Die letzten Wochen des zweiten Weltkrieges

In den letzten Kriegswochen beherrschte die amerikanische Luftwaffe das Feld in unserer Heimat. Besonders ist mir in Erinnerung eine Luftschlacht in der Umgebung Hattorfs. Der Amerikaner hatte sich immer mit zwei Fliegern auf ein deutsches Flugzeug gestürzt; kein Wunder, daß der Kampf zu dessen Ungunsten ausfiel. In diesen Tagen sah man hier und dort Flugzeuge vom Himmel stürzen. Eines stürzte in der Nähe des Großen Busches nieder. Erst später entdeckte man, daß auch der Pilot unter dem Flugzeug lag. Es handelte sich um ein deutsches Flugzeug. Ein weiteres landete vor der Steige auf einer Wiese.

Ein Flieger, der einen Deutschen verfolgte, schoß in der Nähe der Kirche mehrere Salven ab. Er jagte ihn weiter über den Aueberg nach Herzberg, wo sie beide unter der Hochspannung hindurchflogen. In der Nähe von Sieber wurde der Luftkampf durch Abschuß des Deutschen beendet. Diese Beobachtung machte ich vom Turm der Dynamitfabrik Herzberg aus.

Eine Panzersperre wurde im Rotenberg gebaut. Sie ist nie als Hindernis in Frage gekommen. An Flakartillerie lag in Hattorf eine Batterie in den Krukhöfen des Schnippels sowie in der Länge, auf dem Aueberg und in der Aue. Ich ging auf den Heiligenberg, um dem Kampfe zuzusehen und beobachtete, wie sich die amerikanischen Jagdbomber auf die Geschütze in der Aue stürzten.

Schon tage- und wochenlang hörte man den Kanonendonner von Kassel und Göttingen bis hierher. Mehrere Geschütze schossen vom Rotenberg nach Düna hinüber. Eine Granate, wahrscheinlich von diesen Geschützen, wurde im Hause Bode, Rotenbergstraße, gefunden. Sonst wurde Hattorf nicht direkt beschossen, mit Ausnahme jener Jagdbomber, die in den letzten Kriegstagen die Züge bombardierten und als Lokjäger in Erscheinung traten. Viele Eisenbahnloks wurden durch sie bei der Rödermühle, am Hattorfer Bahnhof und in der Aue zerschossen. Ein Lokführer starb dabei in Herzberg.

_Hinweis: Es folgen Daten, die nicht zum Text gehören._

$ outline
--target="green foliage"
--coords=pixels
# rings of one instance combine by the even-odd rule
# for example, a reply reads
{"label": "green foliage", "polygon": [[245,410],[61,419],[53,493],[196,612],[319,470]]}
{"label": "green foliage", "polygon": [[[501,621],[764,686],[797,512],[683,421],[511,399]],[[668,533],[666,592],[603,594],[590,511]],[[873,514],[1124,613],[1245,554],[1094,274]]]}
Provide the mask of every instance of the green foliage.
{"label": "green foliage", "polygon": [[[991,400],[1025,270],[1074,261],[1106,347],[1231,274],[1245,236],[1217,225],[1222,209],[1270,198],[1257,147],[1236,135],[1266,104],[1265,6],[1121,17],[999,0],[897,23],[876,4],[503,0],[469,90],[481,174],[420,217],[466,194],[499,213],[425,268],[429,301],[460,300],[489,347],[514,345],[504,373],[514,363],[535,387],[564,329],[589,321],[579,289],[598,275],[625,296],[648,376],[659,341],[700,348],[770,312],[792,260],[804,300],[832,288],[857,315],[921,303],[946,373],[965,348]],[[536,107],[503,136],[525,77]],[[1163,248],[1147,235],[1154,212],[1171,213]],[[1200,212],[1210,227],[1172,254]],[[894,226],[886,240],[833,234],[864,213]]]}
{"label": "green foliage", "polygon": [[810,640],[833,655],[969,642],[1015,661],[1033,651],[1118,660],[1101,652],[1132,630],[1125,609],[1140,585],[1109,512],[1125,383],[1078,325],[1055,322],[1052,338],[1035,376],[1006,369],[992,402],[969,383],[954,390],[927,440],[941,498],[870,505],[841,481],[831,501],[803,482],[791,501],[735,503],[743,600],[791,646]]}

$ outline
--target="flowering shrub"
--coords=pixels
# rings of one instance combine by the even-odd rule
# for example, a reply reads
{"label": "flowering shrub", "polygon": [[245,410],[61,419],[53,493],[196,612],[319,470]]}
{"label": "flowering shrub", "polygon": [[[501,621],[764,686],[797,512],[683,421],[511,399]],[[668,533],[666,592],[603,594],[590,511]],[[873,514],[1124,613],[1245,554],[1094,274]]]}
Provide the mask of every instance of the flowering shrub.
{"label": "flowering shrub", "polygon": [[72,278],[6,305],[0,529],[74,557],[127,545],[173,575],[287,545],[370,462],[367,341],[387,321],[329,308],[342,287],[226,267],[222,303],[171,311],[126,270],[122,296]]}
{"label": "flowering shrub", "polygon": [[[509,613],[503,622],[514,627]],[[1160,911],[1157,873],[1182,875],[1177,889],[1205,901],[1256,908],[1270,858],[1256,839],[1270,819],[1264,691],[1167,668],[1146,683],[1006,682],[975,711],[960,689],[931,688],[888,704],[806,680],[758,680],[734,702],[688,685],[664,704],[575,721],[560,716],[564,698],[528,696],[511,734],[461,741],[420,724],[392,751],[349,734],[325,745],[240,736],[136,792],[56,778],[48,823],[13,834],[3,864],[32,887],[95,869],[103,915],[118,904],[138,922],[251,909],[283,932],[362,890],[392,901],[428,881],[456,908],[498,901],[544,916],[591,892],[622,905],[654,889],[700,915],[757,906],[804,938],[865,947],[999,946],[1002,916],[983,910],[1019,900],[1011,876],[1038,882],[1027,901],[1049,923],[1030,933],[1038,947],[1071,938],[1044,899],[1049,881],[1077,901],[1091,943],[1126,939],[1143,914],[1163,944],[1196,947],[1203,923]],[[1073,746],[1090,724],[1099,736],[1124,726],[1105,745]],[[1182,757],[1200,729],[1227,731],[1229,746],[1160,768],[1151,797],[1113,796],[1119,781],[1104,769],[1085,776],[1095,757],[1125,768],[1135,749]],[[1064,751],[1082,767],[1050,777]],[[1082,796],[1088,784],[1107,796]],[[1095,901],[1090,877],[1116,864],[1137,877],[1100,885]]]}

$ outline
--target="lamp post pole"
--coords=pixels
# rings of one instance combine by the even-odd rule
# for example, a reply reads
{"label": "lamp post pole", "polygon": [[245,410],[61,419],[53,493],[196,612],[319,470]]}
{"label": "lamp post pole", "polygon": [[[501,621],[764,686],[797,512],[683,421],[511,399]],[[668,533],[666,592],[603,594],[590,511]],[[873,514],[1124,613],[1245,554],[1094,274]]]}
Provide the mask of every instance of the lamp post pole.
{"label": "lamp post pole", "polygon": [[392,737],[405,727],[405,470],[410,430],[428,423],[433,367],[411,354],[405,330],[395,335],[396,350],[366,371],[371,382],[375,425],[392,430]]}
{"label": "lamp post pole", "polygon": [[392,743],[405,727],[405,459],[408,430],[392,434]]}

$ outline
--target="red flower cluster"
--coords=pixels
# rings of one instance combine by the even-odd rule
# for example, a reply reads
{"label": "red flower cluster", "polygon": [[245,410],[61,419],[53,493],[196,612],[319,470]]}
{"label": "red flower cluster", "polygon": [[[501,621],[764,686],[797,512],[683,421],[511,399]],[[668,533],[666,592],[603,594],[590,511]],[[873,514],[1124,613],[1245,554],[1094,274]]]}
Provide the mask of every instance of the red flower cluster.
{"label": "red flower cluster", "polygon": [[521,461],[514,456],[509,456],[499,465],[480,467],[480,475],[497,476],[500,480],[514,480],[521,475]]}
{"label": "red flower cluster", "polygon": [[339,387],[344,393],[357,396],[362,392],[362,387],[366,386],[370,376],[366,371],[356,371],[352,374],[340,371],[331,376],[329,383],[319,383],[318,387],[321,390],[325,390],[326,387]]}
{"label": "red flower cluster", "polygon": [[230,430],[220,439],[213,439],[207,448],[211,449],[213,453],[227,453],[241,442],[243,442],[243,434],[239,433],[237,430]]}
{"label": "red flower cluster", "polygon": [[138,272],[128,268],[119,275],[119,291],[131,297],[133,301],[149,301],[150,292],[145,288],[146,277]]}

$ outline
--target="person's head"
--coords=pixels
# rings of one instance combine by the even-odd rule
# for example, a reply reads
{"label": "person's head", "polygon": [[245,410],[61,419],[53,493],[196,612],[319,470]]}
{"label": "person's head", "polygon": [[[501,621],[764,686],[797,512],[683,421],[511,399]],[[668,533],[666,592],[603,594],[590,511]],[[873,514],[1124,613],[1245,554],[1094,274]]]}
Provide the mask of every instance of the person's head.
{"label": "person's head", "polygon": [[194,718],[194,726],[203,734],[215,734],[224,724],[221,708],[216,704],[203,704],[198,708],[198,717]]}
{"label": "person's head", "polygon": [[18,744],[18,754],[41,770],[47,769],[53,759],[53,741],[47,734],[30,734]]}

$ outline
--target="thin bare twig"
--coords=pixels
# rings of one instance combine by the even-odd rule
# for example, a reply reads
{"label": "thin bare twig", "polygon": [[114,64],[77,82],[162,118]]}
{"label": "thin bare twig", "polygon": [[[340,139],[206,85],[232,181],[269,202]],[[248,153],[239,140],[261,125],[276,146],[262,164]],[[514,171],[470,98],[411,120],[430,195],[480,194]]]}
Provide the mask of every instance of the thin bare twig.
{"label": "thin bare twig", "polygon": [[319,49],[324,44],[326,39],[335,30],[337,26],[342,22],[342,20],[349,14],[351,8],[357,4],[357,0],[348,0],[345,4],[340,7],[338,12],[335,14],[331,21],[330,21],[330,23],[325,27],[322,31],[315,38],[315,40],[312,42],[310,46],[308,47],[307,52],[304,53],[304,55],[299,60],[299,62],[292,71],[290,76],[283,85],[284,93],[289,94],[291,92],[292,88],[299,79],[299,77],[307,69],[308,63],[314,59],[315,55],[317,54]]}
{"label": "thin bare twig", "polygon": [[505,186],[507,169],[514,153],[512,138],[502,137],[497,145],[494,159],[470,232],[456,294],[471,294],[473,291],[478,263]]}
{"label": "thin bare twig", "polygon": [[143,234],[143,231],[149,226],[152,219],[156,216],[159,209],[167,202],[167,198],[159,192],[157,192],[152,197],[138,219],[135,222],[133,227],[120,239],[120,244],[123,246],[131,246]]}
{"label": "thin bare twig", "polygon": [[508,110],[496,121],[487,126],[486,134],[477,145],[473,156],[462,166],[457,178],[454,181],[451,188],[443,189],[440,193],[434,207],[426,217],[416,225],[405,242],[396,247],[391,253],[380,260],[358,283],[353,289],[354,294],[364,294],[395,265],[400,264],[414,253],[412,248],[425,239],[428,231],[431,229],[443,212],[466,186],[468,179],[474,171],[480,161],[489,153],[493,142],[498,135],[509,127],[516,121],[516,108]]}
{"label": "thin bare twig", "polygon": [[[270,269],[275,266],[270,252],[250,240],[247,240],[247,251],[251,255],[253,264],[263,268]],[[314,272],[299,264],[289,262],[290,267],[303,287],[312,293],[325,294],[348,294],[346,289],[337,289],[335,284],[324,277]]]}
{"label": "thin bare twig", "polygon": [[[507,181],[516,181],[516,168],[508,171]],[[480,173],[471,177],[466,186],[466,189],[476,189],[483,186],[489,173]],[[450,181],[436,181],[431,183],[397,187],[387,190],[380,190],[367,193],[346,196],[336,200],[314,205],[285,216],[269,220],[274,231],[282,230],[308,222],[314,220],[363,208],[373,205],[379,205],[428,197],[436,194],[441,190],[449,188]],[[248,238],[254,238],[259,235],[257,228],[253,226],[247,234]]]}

Ein Flakzug, der längere Zeit auf dem Bahnhof stand und der Lenkung der Nachtjäger diente, hatte sich zum Glück einige Tage vorher von Hattorf entfernt, sonst wäre auch für unseren Ort größere Gefahr vorhanden gewesen. Er wurde auf dem Herzberger Bahnhof zum größten Teil zerbombt. Dort explodierte ein kleiner Munitionszug, dessen Explosionskrater so groß war, daß ganze Eisenbahnwagen darin verschwanden. Vorher hatten sie auch den Northeimer Bahnhof gänzlich demoliert.

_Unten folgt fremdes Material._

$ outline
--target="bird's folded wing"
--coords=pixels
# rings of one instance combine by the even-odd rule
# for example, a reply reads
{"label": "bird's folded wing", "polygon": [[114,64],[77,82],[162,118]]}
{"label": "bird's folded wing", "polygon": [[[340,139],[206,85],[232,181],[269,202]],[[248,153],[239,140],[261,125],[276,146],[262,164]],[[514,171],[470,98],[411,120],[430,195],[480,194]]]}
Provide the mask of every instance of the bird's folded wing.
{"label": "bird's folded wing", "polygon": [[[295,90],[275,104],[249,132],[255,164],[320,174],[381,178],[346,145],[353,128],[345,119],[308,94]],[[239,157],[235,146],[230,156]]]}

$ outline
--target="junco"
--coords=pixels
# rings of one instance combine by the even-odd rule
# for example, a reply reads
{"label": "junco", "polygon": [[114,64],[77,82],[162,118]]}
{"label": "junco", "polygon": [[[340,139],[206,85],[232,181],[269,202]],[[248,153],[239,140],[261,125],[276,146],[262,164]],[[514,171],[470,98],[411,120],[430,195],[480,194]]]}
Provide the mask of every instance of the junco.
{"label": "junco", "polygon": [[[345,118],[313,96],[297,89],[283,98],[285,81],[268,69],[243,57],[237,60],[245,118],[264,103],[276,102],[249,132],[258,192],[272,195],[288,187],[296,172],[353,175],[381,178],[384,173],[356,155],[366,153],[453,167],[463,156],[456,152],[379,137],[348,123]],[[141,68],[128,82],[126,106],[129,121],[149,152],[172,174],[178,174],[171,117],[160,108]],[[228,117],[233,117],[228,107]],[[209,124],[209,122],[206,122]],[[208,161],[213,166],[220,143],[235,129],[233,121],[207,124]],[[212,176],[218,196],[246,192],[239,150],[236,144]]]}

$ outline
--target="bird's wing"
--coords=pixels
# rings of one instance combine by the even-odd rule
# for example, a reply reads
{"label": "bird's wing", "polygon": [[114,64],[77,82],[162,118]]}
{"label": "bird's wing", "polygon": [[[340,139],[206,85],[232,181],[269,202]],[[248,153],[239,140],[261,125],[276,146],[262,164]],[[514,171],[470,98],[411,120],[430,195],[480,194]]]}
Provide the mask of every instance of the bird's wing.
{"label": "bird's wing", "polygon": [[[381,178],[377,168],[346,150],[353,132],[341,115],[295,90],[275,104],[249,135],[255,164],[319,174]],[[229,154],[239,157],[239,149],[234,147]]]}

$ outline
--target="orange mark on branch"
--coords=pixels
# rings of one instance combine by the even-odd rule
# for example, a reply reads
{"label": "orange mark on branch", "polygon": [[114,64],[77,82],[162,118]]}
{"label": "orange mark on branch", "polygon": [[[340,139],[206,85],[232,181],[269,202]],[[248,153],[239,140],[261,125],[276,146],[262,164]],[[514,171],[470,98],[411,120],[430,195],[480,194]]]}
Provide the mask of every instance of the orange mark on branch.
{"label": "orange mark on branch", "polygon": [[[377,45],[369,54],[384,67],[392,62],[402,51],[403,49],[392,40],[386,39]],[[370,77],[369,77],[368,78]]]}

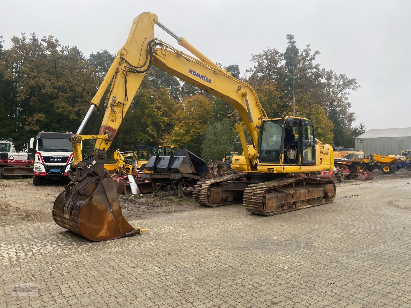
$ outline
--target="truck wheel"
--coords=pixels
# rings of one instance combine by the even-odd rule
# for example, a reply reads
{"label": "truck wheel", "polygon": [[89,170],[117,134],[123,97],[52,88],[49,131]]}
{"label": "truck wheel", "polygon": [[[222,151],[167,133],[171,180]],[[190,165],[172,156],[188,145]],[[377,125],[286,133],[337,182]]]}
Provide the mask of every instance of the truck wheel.
{"label": "truck wheel", "polygon": [[40,177],[33,177],[33,185],[38,186],[42,184],[42,178]]}
{"label": "truck wheel", "polygon": [[358,166],[360,171],[365,171],[367,170],[367,165],[365,163],[359,163]]}
{"label": "truck wheel", "polygon": [[385,174],[388,174],[393,172],[393,166],[388,163],[385,163],[381,166],[381,172]]}

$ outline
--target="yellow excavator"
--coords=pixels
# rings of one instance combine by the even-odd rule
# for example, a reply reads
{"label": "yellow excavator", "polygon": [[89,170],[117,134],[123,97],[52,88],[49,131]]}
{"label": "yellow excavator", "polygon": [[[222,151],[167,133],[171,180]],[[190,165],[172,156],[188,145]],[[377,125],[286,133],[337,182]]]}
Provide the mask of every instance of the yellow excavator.
{"label": "yellow excavator", "polygon": [[110,175],[113,175],[115,173],[118,176],[128,175],[133,173],[133,165],[127,162],[119,149],[115,151],[113,156],[116,162],[104,164],[104,168],[109,171]]}
{"label": "yellow excavator", "polygon": [[[157,25],[190,52],[180,51],[155,38]],[[137,16],[124,46],[117,53],[75,135],[70,138],[74,161],[67,175],[72,182],[56,199],[55,222],[90,240],[104,241],[140,234],[123,216],[115,184],[104,169],[107,151],[115,136],[145,73],[152,65],[219,97],[234,108],[243,155],[233,157],[232,168],[242,173],[199,181],[194,199],[215,207],[242,199],[247,211],[269,216],[332,202],[334,182],[304,176],[303,172],[333,170],[332,149],[317,145],[314,126],[307,119],[269,119],[251,86],[221,68],[161,23],[155,14]],[[82,135],[94,109],[111,83],[99,133]],[[254,151],[249,151],[242,123]],[[296,142],[295,133],[302,138]],[[88,157],[81,142],[96,140]],[[173,156],[168,156],[170,159]]]}

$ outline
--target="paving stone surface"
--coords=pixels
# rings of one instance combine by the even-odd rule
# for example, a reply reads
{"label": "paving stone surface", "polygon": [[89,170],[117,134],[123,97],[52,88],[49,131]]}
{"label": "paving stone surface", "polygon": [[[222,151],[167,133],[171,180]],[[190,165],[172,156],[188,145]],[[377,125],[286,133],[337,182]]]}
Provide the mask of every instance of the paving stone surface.
{"label": "paving stone surface", "polygon": [[[411,307],[407,181],[345,183],[332,204],[269,217],[193,205],[106,242],[1,227],[0,307]],[[29,283],[38,295],[13,294]]]}

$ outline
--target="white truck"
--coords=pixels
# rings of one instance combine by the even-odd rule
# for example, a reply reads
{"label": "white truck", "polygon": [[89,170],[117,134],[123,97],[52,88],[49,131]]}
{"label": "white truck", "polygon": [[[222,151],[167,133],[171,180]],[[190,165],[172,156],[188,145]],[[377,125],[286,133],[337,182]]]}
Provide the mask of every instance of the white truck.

Besonders Glück hatte die Stadt Herzberg bei der Explosion der Dynamitfabrik. Etwa um 13.00 Uhr erfolgte die erste Kesselexplosion. Nach meiner Ansicht nicht durch Feindeinwirkung, denn es wurde kein Flieger gesehen. Ich selbst war auf der DAG beschäftigt und hatte Frühschicht. Als ich mit dem Rade durch die Aue fuhr, sah ich, daß in der Richtung der Dynamitfabrik ein Feuer brannte. Als ich vor Herzberg aus der Aue kam, geschah die große Explosion. Etwa 12-tausend Minen explodierten auf einmal und legten die ganze Fabrik in Trümmer. Es war ein großes Feuerwerk und ein ganz schöner Rauchpilz, als die brennenden inen dann wieder zur Erde fielen. Auch hier kamen etwa 16 Menschen ums Leben, darunter Heinrich Kirchhof, Hattorf, Rothenstraße. Ich selbst hatte Glück, denn gerade an diesem Tage hatte ich die Zeit verschlafen.